The men of the town organized a search but turned up nothing of note until heading to the workshop of Ezra Miner. Once there they found his secret notebook opened. They were horrified at what they saw. On every page from beginning to end were sketches of the children. The sketches began as sketches of the children playing or reading or laying down. As the book progressed however the sketches became more problematic. They began to focus on specific body parts arms, legs, necks, heads all with estimated measurements. The last few pages were unrecognizable as individual children instead they were comprised of anatomical drawings. Skinless bodies covered in muscle and later skeletal frames filled each page. The men waited for Ezra to get home and confronted him.

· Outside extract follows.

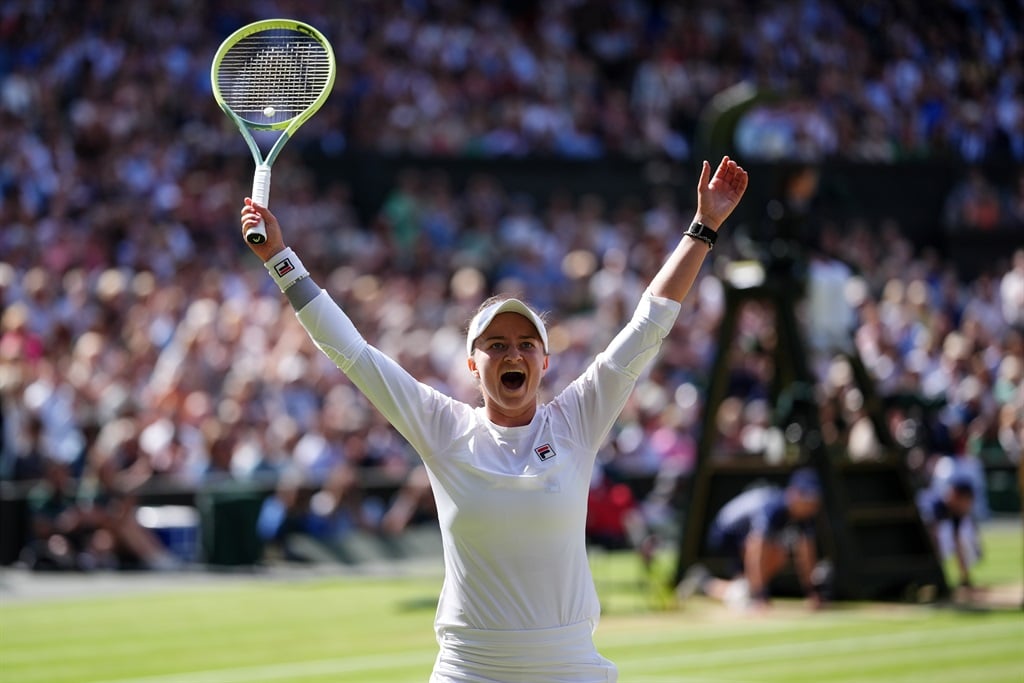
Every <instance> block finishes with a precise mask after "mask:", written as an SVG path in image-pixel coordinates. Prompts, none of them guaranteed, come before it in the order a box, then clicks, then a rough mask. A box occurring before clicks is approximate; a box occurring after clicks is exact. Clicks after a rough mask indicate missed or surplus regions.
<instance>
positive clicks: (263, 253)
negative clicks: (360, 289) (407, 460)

That evening one of the children, Matthew Daub didn’t come home at dinner time. The town organized a search party and spent the entire evening searching for him. When they found him the men headed immediately for the workshop of Ezra Miner. Parts of Matthew’s skin had been peeled back from his body as though whatever had killed him had also attempted to skin him.

Justice that night was swift and cruel for Ezra Miner. He was lynched from a tree near his workshop, his house was ransacked for proof but all that was found were the notebooks and several mechanical drawings for what appeared to be a clockwork mannequin. Ezra shouted his innocence until the rope tightened and continued trying until his feet stopped dancing.

In time the Bigfoot reports in Loutre occurred with decreasing frequency and were chalked up to old stories told by the loggers. The continued appearance of the dead animals in the woods was chalked up to local wildlife. When the children began to tell stories of their friend Lydia who lived in the woods, the adults chalked it up to their fertile imaginations. What they could not explain away is why sometimes, on very cold nights in winter, smoke could still be seen rising from the chimney of Ezra Miner’s old workshop.